According to the president, the development of international instruments to ensure the security of nuclear materials outside the Treaty on the Non-Proliferation of Nuclear Weapons will contribute to address strengthening global nuclear safety. Physical security in the development and implementation of new nuclear technologies is another matter of concern.

Sadly, The Hague event took place during a global security crisis, and the reason for this alarming siutation is the lack of political will to end double standards and the selective application of international law, according  to Nazarbayev.

He considers it paramount that nuclear powers adhere to their obligations scrupulously. Twenty years ago Kazakhstan, Belarus and Ukraine made a significant contribution to strengthening global nuclear safety. Kazakhstan voluntarily renounced its inventory of nuclear weapons and joined the Treaty on the Non-Proliferation of Nuclear Weapons as a non-nuclear state.
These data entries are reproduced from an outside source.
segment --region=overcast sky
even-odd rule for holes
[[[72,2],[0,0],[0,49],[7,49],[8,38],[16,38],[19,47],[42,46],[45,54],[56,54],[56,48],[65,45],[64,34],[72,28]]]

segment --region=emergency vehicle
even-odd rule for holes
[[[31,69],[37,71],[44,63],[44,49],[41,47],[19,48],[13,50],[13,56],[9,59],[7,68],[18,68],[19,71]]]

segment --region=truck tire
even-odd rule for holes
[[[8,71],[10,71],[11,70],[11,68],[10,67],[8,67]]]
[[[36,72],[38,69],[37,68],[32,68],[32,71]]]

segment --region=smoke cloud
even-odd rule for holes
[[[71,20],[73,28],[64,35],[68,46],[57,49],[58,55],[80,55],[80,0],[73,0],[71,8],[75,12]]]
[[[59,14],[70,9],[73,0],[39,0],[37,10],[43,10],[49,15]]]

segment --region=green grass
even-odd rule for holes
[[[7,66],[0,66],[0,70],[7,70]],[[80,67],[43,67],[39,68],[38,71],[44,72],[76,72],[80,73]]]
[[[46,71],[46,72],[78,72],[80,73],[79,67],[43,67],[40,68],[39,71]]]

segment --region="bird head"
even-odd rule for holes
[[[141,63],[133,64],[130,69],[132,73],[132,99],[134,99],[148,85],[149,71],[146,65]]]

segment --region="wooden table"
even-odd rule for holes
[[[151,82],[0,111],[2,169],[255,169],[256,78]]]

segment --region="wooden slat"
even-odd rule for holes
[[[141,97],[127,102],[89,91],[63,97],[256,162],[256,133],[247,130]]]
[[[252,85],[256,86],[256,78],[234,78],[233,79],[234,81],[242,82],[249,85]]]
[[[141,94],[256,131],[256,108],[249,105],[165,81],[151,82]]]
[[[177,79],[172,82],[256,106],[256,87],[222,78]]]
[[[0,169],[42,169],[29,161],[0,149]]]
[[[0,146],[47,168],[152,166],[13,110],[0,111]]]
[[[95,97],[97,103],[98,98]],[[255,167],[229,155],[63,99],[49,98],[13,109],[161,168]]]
''Therefore, we all must take with the greatest concern the irresponsible statements of some politicians about the return of the nuclear status of Ukraine -  a countryin which there are five nuclear power plants, 15 nuclear reactors, and potential in the field of missile technology," said Nazarbayev. Kazakhstan continues to advocate for strengthening global nuclear safety , pointing towards problematic areas such as general and complete nuclear disarmament and combating nuclear terrorism.

Kazakhstan is a very active participant in the process of disarmament and, as a state, closed the world's largest Semipalatinsk nuclear test site and renounced its nuclear arsenal. However, the campaign against terrorism should not limit the right of states to peaceful nuclear programmes,  exchanges of technology and equipment, knowledge and experience.  Kazakhstan plans to develop a full-cycle production of nuclear fuel for nuclear power plants and build nuclear power plants, added Nazarbayev. The country supports the further enhancement of the role and authority of the International Atomic Energy Agency (IAEA), supportng the creation of new zones free of nuclear weapons , including the Middle East.

Kazakhstan, jointly with the US and Russia, eliminated landfill infrastructure.  Work is continuing on the security of the former nuclear test facility.  The country's nuclear activities come under the full scope International Atomic Energy Agency  (IAEA) safeguards.

''We supported the IAEA initiative to establish an international bank of low-enriched uranium  and of completing negotiations on its placement on its territory,'' said Nazarbayev.  Two years ago, he initiated G-Global search for ways out of the crisis. This format has found a swift response, and today it involves around 190 countries. In conclusion, President Nazarbayev emphasized the need to understand all responsibilities to the international community. US President Barack Obama said that he very much appreciated the leadership and efforts of President Nazarbayev "in making the world a safer place".